There should be two clusterroles and one role. When I adjusted the roles for the controller, I decided to limit secrets and job creation to the namespace of the controller.

https://github.com/rancher/system-upgrade-controller/blob/4a643535e6ea8f67ac00961ed1d242fce16ce748/manifests/clusterrole.yaml#L53-L79

Maybe this was too restrictive. I just double checked my setup, the controller is functional here with these roles.

The reason I asked for its existence is that it might be related to object ordering: https://github.com/rancher/system-upgrade-controller/pull/296

StefanSa commented 4 months ago

Here there are only clusterroles and no role

StefanSa commented 4 months ago

watch missing also on secret

Failed to watch *v1.Secret: unknown (get secrets.meta.k8s.io)
SISheogorath commented 4 months ago

If you apply the release manifest a second time (now that the namespace exists), does it fix the issue?

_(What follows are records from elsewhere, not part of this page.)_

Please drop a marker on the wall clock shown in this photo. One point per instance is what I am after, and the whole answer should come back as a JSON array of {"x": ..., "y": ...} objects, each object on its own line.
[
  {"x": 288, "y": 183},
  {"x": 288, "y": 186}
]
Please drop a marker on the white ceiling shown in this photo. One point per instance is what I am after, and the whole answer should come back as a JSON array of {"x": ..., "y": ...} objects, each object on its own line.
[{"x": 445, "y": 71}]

StefanSa commented 4 months ago

all objects unchanged.

kubectl apply -f https://raw.githubusercontent.com/rancher/system-upgrade-controller/v0.13.4/manifests/system-upgrade-controller.yaml
namespace/system-upgrade unchanged
serviceaccount/system-upgrade unchanged
configmap/default-controller-env unchanged
deployment.apps/system-upgrade-controller unchanged
SISheogorath commented 4 months ago

If you use the manifests directory from the tag in the git repository, you have to apply all manifests.

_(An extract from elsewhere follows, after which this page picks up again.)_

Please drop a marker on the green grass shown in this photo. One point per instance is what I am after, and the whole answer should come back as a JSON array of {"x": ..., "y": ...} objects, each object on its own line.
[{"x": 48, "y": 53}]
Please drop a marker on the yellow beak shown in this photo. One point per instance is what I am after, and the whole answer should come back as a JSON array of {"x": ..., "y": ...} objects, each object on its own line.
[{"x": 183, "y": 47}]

The release manifest I referred to is attached to the Release on GitHub: https://github.com/rancher/system-upgrade-controller/releases/download/v0.13.4/system-upgrade-controller.yaml

StefanSa commented 4 months ago

That looks good.

kubectl apply -f https://github.com/rancher/system-upgrade-controller/releases/download/v0.13.4/system-upgrade-controller.yaml
clusterrole.rbac.authorization.k8s.io/system-upgrade-controller configured
role.rbac.authorization.k8s.io/system-upgrade-controller created
clusterrole.rbac.authorization.k8s.io/system-upgrade-controller-drainer unchanged
clusterrolebinding.rbac.authorization.k8s.io/system-upgrade-drainer unchanged
clusterrolebinding.rbac.authorization.k8s.io/system-upgrade unchanged
rolebinding.rbac.authorization.k8s.io/system-upgrade created
namespace/system-upgrade unchanged
serviceaccount/system-upgrade unchanged
configmap/default-controller-env unchanged
deployment.apps/system-upgrade-controller configured

And no more error messages, a role has also been created.

1 client_config.go:617] Neither --kubeconfig nor --master was specified.  Using the inClusterConfig.  This might not work.
time="2024-03-08T13:00:42Z" level=info msg="No access to list CRDs, assuming CRDs are pre-created."
2024-03-08T13:00:43.076970550Z time="2024-03-08T13:00:43Z" level=info msg="Starting /v1, Kind=Node controller"
2024-03-08T13:00:43.077002976Z time="2024-03-08T13:00:43Z" level=info msg="Starting /v1, Kind=Secret controller"
2024-03-08T13:00:43.099580197Z time="2024-03-08T13:00:43Z" level=info msg="Starting batch/v1, Kind=Job controller"
2024-03-08T13:00:43.146037841Z time="2024-03-08T13:00:43Z" level=info msg="Starting upgrade.cattle.io/v1, Kind=Plan controller"
SISheogorath commented 4 months ago

Well, now we know, that #296 actually fixed a problem 🙌🏻

gravufo commented 2 months ago

The permissions are not correct, the upgrade pod spews errors that it is not allowed to delete pods. I tried completely removing all SUC resources (including CRDs) and reinstalling from scratch and the issue persists. Going back to version 0.13.2 makes it work. There is definitely something wrong in the roles or cluster roles. Didn't dig deeper yet.